The state GOP said it joined other groups in filing an emergency petition in the New Mexico Supreme Court to prevent the change.

Secretary of State Maggie Toulouse Oliver, a Democrat, has said she is formatting ballots to allow an entire slate of party candidates to be chosen at one time.

That decision has drawn condemnation from Republicans, Libertarians and some Democrats who say it violates state law.

They say the option would favor Democrats because those who choose it would reduce the likelihood they cast votes for candidates of other parties.

About 46 percent of the state's 1.2 million voters are registered Democrats. About 30 percent are Republicans.

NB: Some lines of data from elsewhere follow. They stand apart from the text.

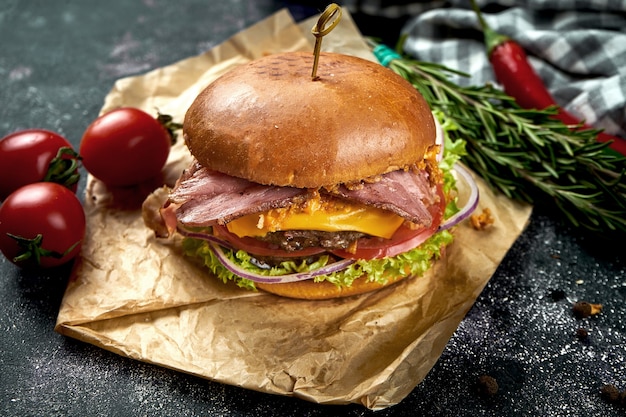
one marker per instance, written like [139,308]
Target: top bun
[268,122]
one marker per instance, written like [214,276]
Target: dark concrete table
[58,60]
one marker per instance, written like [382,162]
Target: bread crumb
[584,309]
[483,220]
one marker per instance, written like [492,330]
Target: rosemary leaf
[527,154]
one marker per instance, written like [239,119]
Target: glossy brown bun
[311,290]
[267,121]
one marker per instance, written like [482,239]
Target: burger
[311,187]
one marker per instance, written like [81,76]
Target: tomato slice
[403,240]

"The secretary of state is attempting a corrupt partisan power grab that has no support in New Mexico election law," Republican Party of New Mexico Chairman Ryan Cangiolosi said.

Others backing the petition include Unite New Mexico, the Libertarian Party of New Mexico, the Elect Liberty PAC, and Democratic state House candidate Heather Nordquist.

Nordquist, a Democrat running as a write-in candidate in a state House race in Santa Fe against Democrat Andrea Romero, said the straight-party option comes at the expense of non-partisan races, judicial retentions and important bond issues.

"If the party registration in the state of New Mexico were dominated by a party other than the Democrats, would this still seem like a good idea to them?" Nordquist asked.

John Blair, a spokesman for Toulouse Oliver, said she hasn't seen the lawsuit.

However, he said, Toulouse Oliver is "committed to providing voters with as many options as possible to ensure eligible voters participate and to keep our democratic process strong."

Former Gov. Gary Johnson signed legislation that some say banned straight-party voting nearly two decades ago. He is now running as the Libertarian Party's nominee for the U.S. Senate.

Blair said the secretary of state office has reviewed the 2001 legislation and concluded that it did not banned straight-party voting. "If that were the case, where were the lawsuits in 2002, in 2004 and in 2006 when we still had straight party voting," Blair said.

Many Republicans regard the practice of straight-ticket voting as unfair to individual candidates in New Mexico.

Moderate Democrats in some swing districts, especially in southern New Mexico, worry their races could be at risk since their victories relay on convincing GOP voters to cross over.

Also at stake is the growing bloc of independent voters who are not aligned with any party. They now make up nearly a quarter of the voter rolls.

Blair said Toulouse Oliver would have made the decision to return straight-party voting to the New Mexico voting even if registered Republicans in the state outnumbers Democrats.

"''Maggie believes in making it easier for everyone to vote," Blair said.